One other study has examined the relationship between different definitions of RA remission and functional and radiographic status [11
]. While also focused on patients with recent onset disease, this used data from a trial, the BeSt study, which was not conducted in a practice based setting. In this study, versions of the DAS were as strongly associated with good outcomes as the ACR/EULAR-recommended definitions. It should be noted that the design of the BeSt study, in which patient treatment was guided by the DAS score [12
] dictates that outcomes cannot be independent of the DAS score, and this makes it likely that DAS scores would be associated with major outcomes. Thus, it is not surprising that in this analysis of BeSt being in DAS remission portended good future outcomes.

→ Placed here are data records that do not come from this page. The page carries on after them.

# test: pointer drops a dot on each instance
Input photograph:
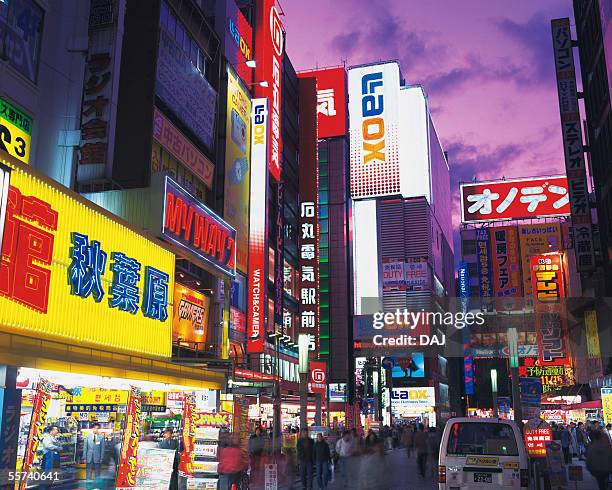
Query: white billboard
(374, 130)
(415, 174)
(413, 400)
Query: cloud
(534, 38)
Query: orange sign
(126, 475)
(182, 149)
(37, 426)
(190, 315)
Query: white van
(478, 453)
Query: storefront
(86, 313)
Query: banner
(485, 277)
(606, 404)
(126, 474)
(507, 286)
(37, 426)
(188, 437)
(531, 397)
(549, 305)
(191, 310)
(534, 240)
(592, 338)
(238, 165)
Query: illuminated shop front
(86, 316)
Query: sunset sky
(486, 66)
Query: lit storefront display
(86, 318)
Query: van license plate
(483, 478)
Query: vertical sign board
(374, 130)
(237, 165)
(269, 49)
(258, 227)
(550, 319)
(308, 283)
(100, 94)
(535, 240)
(331, 101)
(485, 276)
(571, 127)
(593, 350)
(464, 301)
(507, 287)
(279, 257)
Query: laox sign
(373, 126)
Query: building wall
(52, 96)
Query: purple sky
(486, 66)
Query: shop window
(22, 22)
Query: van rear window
(489, 439)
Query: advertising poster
(188, 437)
(485, 276)
(374, 130)
(549, 305)
(513, 199)
(191, 310)
(184, 90)
(154, 467)
(534, 240)
(331, 101)
(238, 165)
(531, 397)
(606, 404)
(258, 228)
(393, 274)
(16, 129)
(593, 351)
(128, 458)
(37, 426)
(505, 252)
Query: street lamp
(494, 390)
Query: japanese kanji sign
(571, 128)
(550, 317)
(505, 256)
(514, 199)
(308, 235)
(70, 271)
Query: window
(24, 23)
(489, 439)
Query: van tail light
(524, 478)
(441, 473)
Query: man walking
(305, 448)
(420, 444)
(93, 452)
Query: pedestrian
(434, 440)
(93, 452)
(233, 462)
(566, 442)
(257, 444)
(170, 443)
(420, 444)
(305, 449)
(599, 459)
(408, 439)
(581, 440)
(371, 439)
(344, 449)
(51, 451)
(322, 457)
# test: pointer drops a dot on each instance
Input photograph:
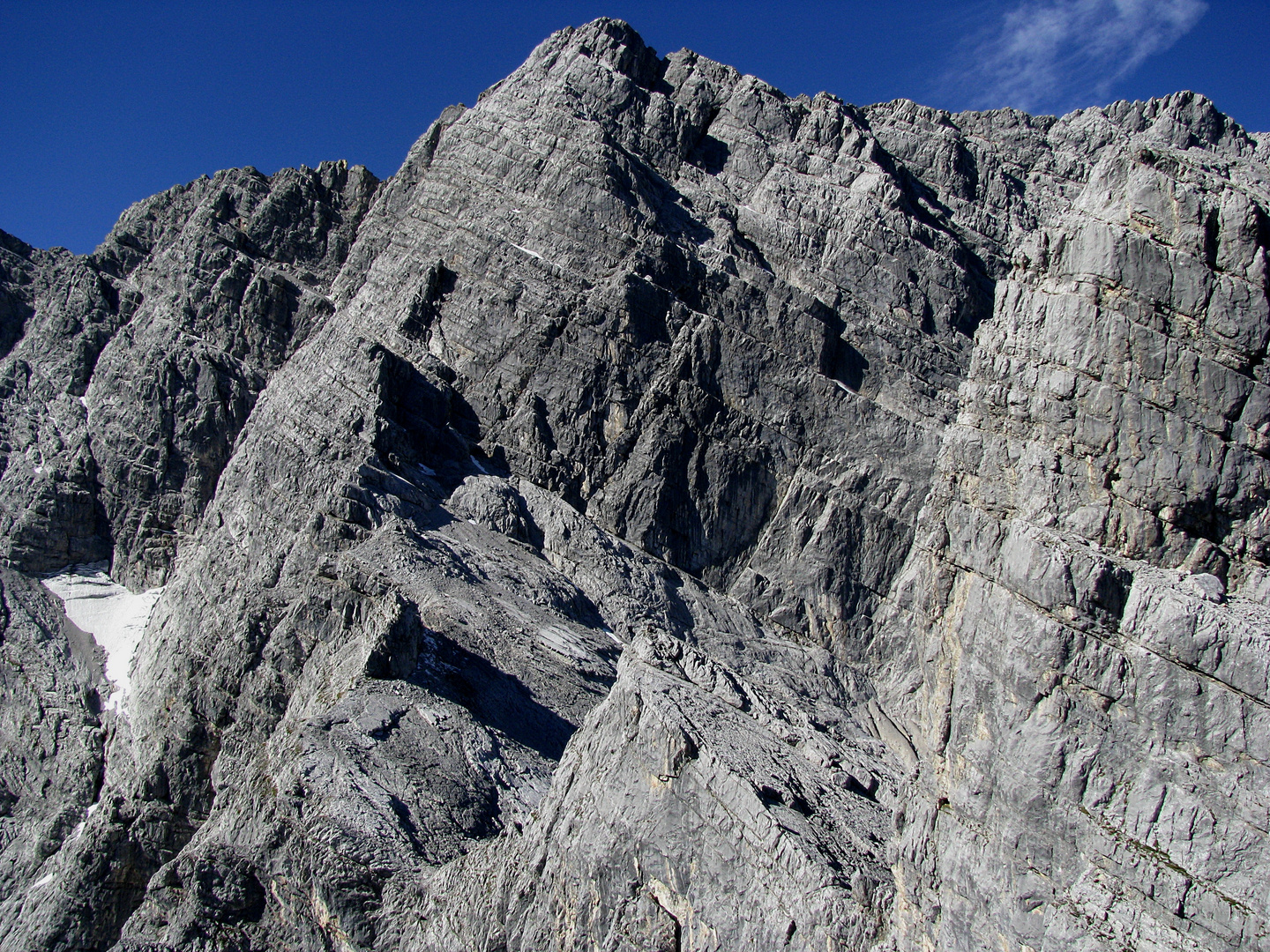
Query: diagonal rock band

Evaluating predictors of outcomes in observational studies like ESPOIR is not as straightforward as doing these analyses in clinical trials. First, it is hard to define a fixed time of remission. Among patients in some cohorts (although not in ESPOIR) we do not know when RA treatment was initiated; the majority might have already received multiple RA treatments before they enter the study. Second, some patients might already be in remission when they enter the study. Since the treatment protocol is not controlled as in a trial, it does not make sense to set a fixed time point after cohort entry as the time of remission, because some patients will reach remission at other time points. Also, because patient population heterogeneity is higher in observational studies than in clinical trials, some patients may respond more slowly or more quickly to new treatments than those in a trial.

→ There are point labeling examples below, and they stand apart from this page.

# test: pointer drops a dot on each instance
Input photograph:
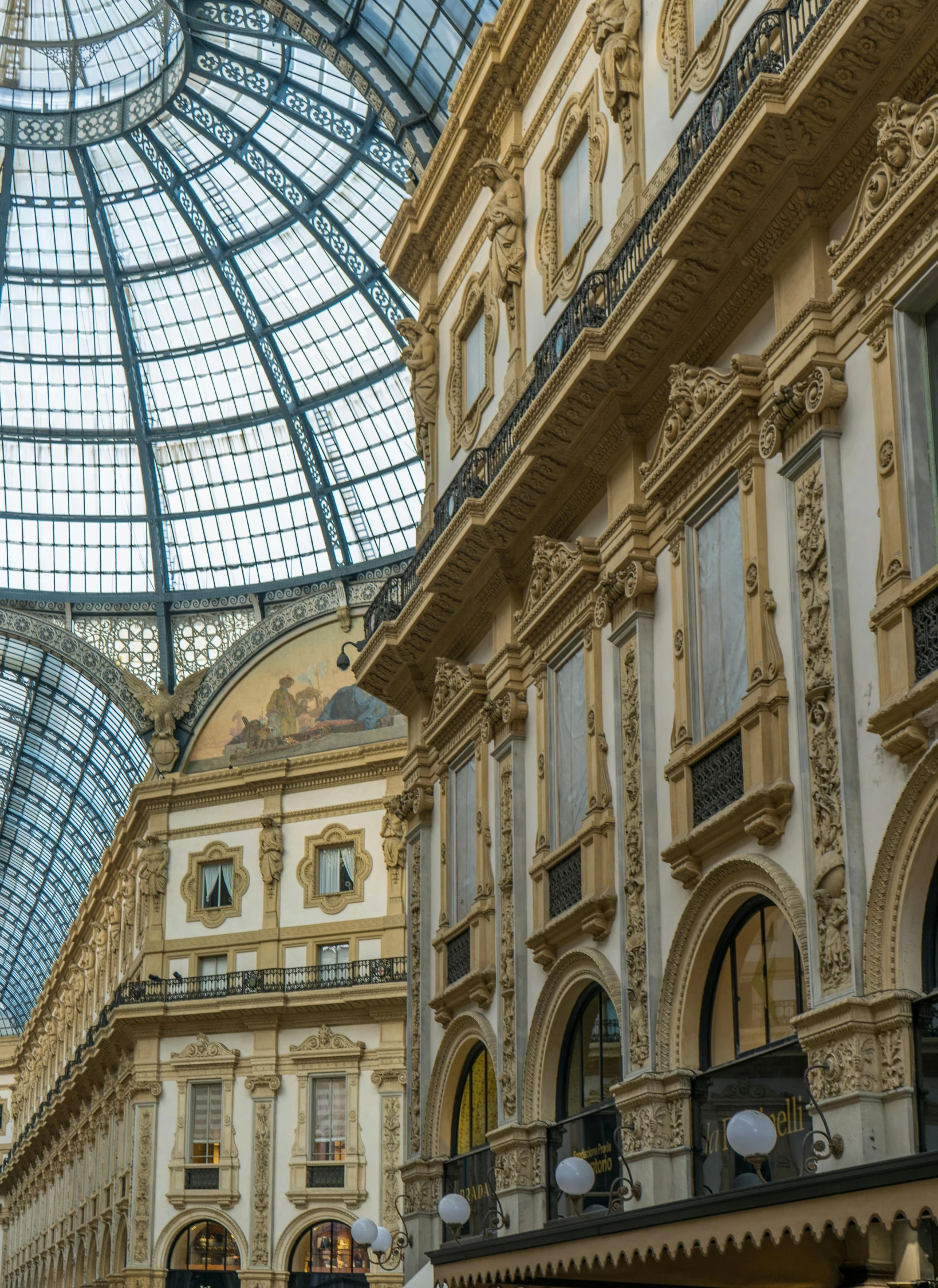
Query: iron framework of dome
(203, 415)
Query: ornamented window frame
(215, 852)
(328, 1054)
(692, 69)
(307, 871)
(712, 432)
(580, 117)
(204, 1060)
(477, 301)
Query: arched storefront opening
(204, 1255)
(586, 1120)
(326, 1256)
(748, 1049)
(927, 1024)
(476, 1113)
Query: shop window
(476, 1115)
(754, 1060)
(586, 1120)
(463, 844)
(326, 1249)
(326, 1120)
(575, 196)
(217, 884)
(722, 669)
(569, 759)
(337, 867)
(204, 1254)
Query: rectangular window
(475, 362)
(205, 1122)
(463, 848)
(217, 884)
(575, 196)
(570, 748)
(326, 1120)
(723, 669)
(337, 868)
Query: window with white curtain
(463, 847)
(326, 1120)
(205, 1122)
(218, 882)
(570, 748)
(337, 868)
(475, 362)
(575, 196)
(722, 661)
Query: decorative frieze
(823, 756)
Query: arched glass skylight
(69, 758)
(199, 375)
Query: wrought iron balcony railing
(767, 48)
(275, 979)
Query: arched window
(748, 1049)
(590, 1065)
(754, 987)
(326, 1249)
(476, 1113)
(204, 1254)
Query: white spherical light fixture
(751, 1134)
(364, 1232)
(575, 1176)
(382, 1240)
(454, 1210)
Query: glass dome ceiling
(199, 374)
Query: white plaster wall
(882, 777)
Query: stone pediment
(897, 191)
(326, 1041)
(704, 409)
(561, 574)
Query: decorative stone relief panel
(823, 763)
(636, 950)
(478, 302)
(581, 119)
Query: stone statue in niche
(271, 852)
(421, 359)
(616, 25)
(506, 231)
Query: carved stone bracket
(799, 410)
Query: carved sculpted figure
(506, 231)
(271, 851)
(420, 357)
(616, 25)
(164, 709)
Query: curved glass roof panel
(69, 759)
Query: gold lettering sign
(787, 1122)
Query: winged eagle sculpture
(164, 709)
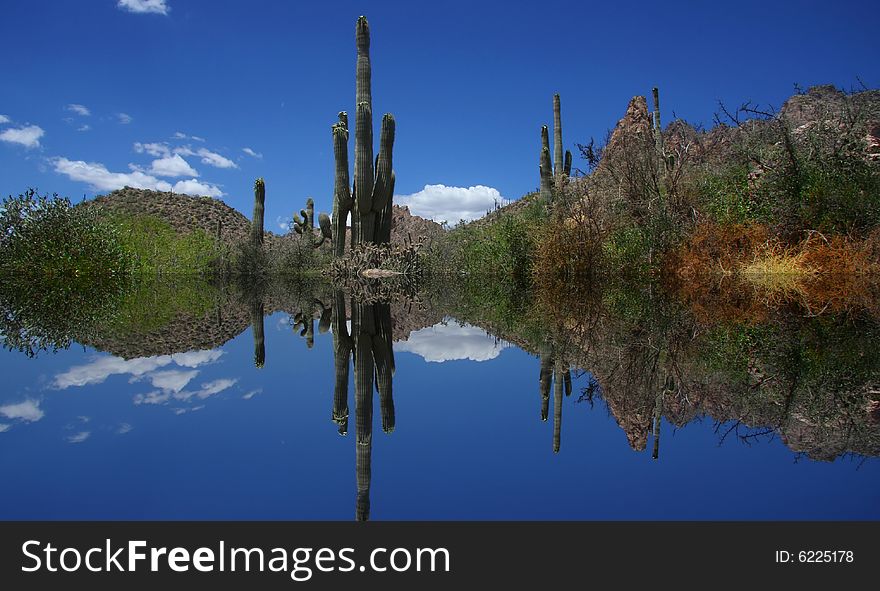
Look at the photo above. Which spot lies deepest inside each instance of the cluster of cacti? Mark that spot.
(370, 198)
(305, 225)
(257, 220)
(554, 371)
(554, 175)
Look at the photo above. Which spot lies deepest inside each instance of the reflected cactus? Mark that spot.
(257, 220)
(259, 338)
(342, 348)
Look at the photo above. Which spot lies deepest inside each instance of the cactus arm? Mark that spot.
(341, 192)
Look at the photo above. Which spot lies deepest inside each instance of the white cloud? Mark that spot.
(179, 135)
(154, 397)
(153, 149)
(450, 204)
(447, 342)
(195, 359)
(144, 6)
(79, 437)
(172, 166)
(26, 410)
(172, 380)
(207, 390)
(101, 179)
(81, 110)
(28, 136)
(194, 187)
(100, 368)
(215, 159)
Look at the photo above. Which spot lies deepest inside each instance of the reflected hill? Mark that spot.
(812, 381)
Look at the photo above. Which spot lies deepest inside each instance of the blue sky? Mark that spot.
(170, 93)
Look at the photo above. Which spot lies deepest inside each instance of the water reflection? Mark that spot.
(810, 382)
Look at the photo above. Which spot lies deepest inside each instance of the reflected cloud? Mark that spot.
(450, 341)
(102, 368)
(173, 380)
(79, 437)
(26, 410)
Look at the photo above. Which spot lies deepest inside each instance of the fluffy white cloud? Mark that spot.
(451, 204)
(144, 6)
(179, 135)
(448, 342)
(194, 187)
(28, 136)
(101, 179)
(215, 159)
(195, 359)
(79, 437)
(172, 380)
(172, 166)
(153, 149)
(81, 110)
(26, 410)
(207, 390)
(99, 369)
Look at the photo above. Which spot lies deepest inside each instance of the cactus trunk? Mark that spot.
(342, 200)
(545, 167)
(257, 221)
(341, 357)
(557, 407)
(557, 141)
(259, 338)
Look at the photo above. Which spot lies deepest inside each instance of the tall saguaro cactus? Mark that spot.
(370, 199)
(257, 221)
(658, 136)
(554, 175)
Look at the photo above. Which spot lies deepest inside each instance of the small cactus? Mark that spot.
(257, 220)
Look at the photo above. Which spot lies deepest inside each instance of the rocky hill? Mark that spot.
(187, 213)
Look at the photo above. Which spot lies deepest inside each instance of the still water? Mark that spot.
(251, 407)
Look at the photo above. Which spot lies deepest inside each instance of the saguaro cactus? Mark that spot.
(370, 199)
(257, 221)
(554, 175)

There are also challenges in choosing a time point for "non-remission" so that valid comparisons can be made between non-remission and remission groups. The time to a non-event, that is, time to non-remission for a patient in an observational study, is either impossible to define or can only be arbitrarily defined. For those never reaching remission, it can be any time from baseline to the end of the study. Arbitrary fixing of the time of non-remission may introduce bias. Besides, since the time of remission for patients achieving remission is dynamic, it makes sense not to fix the non-remission time. We used bootstrap methods to create samples of non-remission patients. The well established advantages of bootstrap methods are that 1) they require fewer assumptions (for example, normality of the parameter estimates is not required); 2) they produce more precise and stable (that is, valid) parameter estimates than classical methods; 3) standard errors, confidence intervals and other parameters are easy to derive based on the distribution of the bootstrap parameter estimates to make inferences; and 4) the results are stable [6
There are a number of limitations to our study. First, we limited our comparison of candidate definitions of remission to those evaluating predictive validity. Other considerations are important too, such as face and content validity, feasibility, and reproducibility. The ACR/EULAR committee considered some but not all of these in its deliberations. Remission was defined by the ACR/EULAR committee using a data-driven consensus process. This type of process used for all consensus efforts in rheumatology combines expert opinion and data analysis. Prior to data analysis, there was input from the committee (that included experts in RA research), as to which measures should be included in a remission definition; the committee dictated that swollen and tender joint counts and CRP were mandatory. Although we added other variables to these, this committee decision determined subsequent variable selection and heavily influenced the selection of candidate remission definitions. This could be regarded a controversial; other recommendations or even an agnostic variable-driven approach might have produced a different definition of remission and our analyses in this paper might also have tested other options as definitions, ones not considered by the ACR/EULAR committee.
Among the limitations of the study is that we studied only one observational cohort. More observational studies from different geographical regions and study populations are needed to make sure that our single validation is generalizable to other samples of patients. However, the data from in this study are from a comprehensive large nationwide cohort of persons with RA.